Dawn Johnsen, the woman who would have been the head of the Obama administration's Office of Legal Counsel had she not had the gall to vocally oppose torture and the corruption of OLC's independent role under President George W. Bush, takes a hatchet to Eric Posner's "defense" of the administration's process for determining the legality of the Libya intervention under the War Powers Act:
Posner, again characteristically provocative, faults Obama's OLC for not being willing to abandon its judgment that the United States is engaged in "hostilities" in order to back up the president. He speculates that OLC may have taken too seriously the rhetoric of independence, to the detriment of what Posner says is OLC's true role: "Keeper of the Presidential Fig Leaf." Thus, to Posner the best legal interpretation of "hostilities" or "torture" is irrelevant. If OLC wouldn't provide the desired fig leaf of support, the president was free to look to any government lawyer who would.
Simply to describe Posner's position is to discredit it. I have previously elaborated on why the Constitution, the rule of law, and the president himself all are best served by an OLC that strives for accurate, rigorous, and principled legal interpretations. Longstanding tradition and bipartisan consensus support that as OLC's true and great aspiration, if not always its reality.
Johnsen threads a small needle in arguing that the administration's interpretation of the WPR is wrong but that Harold Koh's interpretation of "hostilities" is not comparable to John Yoo's legal opinions authorizing torture.
The outcry against the torture memos, from Republicans and Democrats alike, centered on these very broad claims of absolute executive power and right to secrecy even in disregarding statutory commands. The Obama administration has raised no such threat to the fundamental constitutional balance of powers, and indeed has disavowed the Bush approach. But what about the narrower question of statutory analysis? Is Koh's analysis really just like Yoo's?

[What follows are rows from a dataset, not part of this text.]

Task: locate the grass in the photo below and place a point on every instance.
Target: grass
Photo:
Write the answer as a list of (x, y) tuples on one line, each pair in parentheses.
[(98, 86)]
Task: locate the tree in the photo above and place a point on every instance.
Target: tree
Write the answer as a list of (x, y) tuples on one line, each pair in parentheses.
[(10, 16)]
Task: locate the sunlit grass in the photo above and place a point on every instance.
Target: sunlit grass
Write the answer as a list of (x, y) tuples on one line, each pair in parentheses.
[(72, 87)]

To be clear: I disagree with the Obama/Koh interpretation. I believe the 60-day clock continued to run even after NATO took control, with the U.S. government engaging in numerous piloted as well as drone bombings in Libya. But the quality of Koh's analysis is clearly superior to Yoo's, which several law professors have opined would not receive a passing grade in their class. In any event, any mistakes here are an aberration from the Obama administration's pattern of adherence to and restoration of the rule of law.
Johnsen notes some key differences -- the legal debate over torture took place in secret, Obama overruled OLC but did not seek to corrupt its independence, and Koh sought to reconcile his views with the 1980 OLC opinion that determined the WPR was constitutional while Yoo simply pretended it didn't exist. Part of the problem, though, is that even if the administration's actions here are substantively different from Bush, future presidents will be much bolder about simply disregarding OLC's opinion when it doesn't suit them.
Johnsen won't endorse the administration's legal interpretation, even if she's willing to defend them from the "just like Bush" charge. I'm less sympathetic to her argument that Koh deserves a certificate for participation for showing his work while coming to the wrong legal conclusion, but the issue of secrecy isn't trivial -- but for leakers and reporters, we might never have found out about the CIA shunting people off to secret prisons and torturing them. Another reason why prosecuting whistle-blowers is a bad idea.